E mesmo assim mantém a sua proposta mínima.
OS SINDICATOS NÃO RECUAM - E NÃO VÃO RECUAR
A FEVICCOM reafirmou propostas sérias, justas e possíveis:
• Aumento de 80€,
• Diuturnidades iguais às dos administrativos,
• 25 dias de férias,
• Majoração dos turnos,
• Subsídio de alimentação de 8€,
• Valorização real do trabalho fabril.
A APCOR tentou pressionar para recuos. Não conseguiu. Não vai conseguir.
Porque o sector tem margem e os trabalhadores têm razão!!
MAS O ATAQUE NÃO VEM SÓ DA APCOR - VEM TAMBÉM DO GOVERNO
Enquanto a APCOR tenta congelar salários, o Governo avança com um pacote laboral profundamente anti trabalhadores, feito à medida dos interesses patronais. Este pacote laboral:
• Facilita despedimentos, tornando mais fácil substituir trabalhadores experientes por mão de obra mais barata.
• Aumenta a precariedade, abrindo portas a vínculos mais frágeis e instáveis.
• Enfraquece a contratação colectiva, retirando força aos CCT e às negociações sectoriais.
• Reduz a intervenção sindical, limitando direitos, acesso e capacidade de defesa dos trabalhadores.
• Desprotege o trabalho por turnos, ignorando o desgaste físico e social que ele implica.
• Aumenta o poder patronal, permitindo que empresas imponham condições mais duras com menos escrutínio.
Este pacote laboral é uma peça central de uma estratégia mais ampla: baixar salários, fragilizar direitos, enfraquecer sindicatos e tornar os trabalhadores mais vulneráveis.
É exactamente a mesma lógica que vemos na mesa da negociação.
A LUTA É AGORA — E TEM DE SER NAS FÁBRICAS
É assim desde sempre. E é isso que vai voltar a acontecer.
As negociações retomam na primeira quinzena de Junho.
Até lá, cada trabalhador tem um papel decisivo.
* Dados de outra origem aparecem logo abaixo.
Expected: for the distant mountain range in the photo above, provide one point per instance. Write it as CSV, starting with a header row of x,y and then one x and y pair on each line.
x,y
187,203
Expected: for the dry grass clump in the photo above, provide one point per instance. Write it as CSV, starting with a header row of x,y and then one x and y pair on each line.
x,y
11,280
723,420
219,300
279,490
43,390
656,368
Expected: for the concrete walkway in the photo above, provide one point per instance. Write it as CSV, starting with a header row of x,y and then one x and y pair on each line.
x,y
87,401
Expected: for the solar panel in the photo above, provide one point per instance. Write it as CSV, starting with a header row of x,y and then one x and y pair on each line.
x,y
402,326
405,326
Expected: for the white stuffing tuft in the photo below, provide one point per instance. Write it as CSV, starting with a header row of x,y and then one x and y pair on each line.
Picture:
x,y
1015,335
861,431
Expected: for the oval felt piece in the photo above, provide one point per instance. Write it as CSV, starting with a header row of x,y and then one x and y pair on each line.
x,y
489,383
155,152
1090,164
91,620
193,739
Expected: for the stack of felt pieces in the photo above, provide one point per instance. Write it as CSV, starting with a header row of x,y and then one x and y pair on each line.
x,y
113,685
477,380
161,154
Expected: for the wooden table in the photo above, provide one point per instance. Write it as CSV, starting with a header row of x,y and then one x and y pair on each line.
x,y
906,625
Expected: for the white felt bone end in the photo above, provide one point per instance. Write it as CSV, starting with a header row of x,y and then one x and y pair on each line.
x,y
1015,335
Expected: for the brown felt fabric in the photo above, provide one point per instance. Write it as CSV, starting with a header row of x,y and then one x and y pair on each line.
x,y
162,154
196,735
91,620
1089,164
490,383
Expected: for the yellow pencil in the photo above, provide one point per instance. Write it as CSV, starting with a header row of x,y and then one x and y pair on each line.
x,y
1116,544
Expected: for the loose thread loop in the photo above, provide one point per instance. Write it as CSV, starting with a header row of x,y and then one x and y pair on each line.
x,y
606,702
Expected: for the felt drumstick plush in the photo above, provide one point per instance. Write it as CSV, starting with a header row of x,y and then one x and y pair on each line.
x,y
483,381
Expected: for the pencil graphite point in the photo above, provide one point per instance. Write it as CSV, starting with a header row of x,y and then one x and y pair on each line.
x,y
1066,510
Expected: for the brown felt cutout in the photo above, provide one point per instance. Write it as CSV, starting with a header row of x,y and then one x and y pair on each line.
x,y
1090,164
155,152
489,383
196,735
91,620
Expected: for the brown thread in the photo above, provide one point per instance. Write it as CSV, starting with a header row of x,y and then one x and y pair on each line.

A força negocial constrói se nas fábricas, no turno, no plenário, na unidade e na disponibilidade para lutar.
Por isso, nos próximos dias, todos os trabalhadores corticeiros são chamados a participar activamente na mobilização nacional.
A LUTA CONTRA O PACOTE LABORAL É A LUTA PELO CCT
O que está em causa não é apenas um aumento salarial.
É o modelo de relações laborais que queremos no sector da cortiça e no país.
A APCOR quer trabalhadores baratos. O Governo quer trabalhadores frágeis.
E ambos contam que os trabalhadores fiquem calados.
Mas os trabalhadores corticeiros têm história, têm força e têm consciência.
E sabem que cada direito conquistado foi arrancado com luta.
A Greve Geral de 3 de Junho é um momento central desta luta, porque enfrenta a desvalorização salarial e o pacote laboral que retira direitos.
E A APCOR SÓ AVANÇA QUANDO OS TRABALHADORES SE LEVANTAM
NO DIA 3 DE JUNHO, MOSTRAMOS QUE OS TRABALHADORES CORTICEIROS
NÃO ACEITAM MIGALHAS!! EXIGEM RESPEITO, SALÁRIO E FUTURO!!
A MOBILIZAÇÃO É AGORA. A FORÇA É NOSSA!!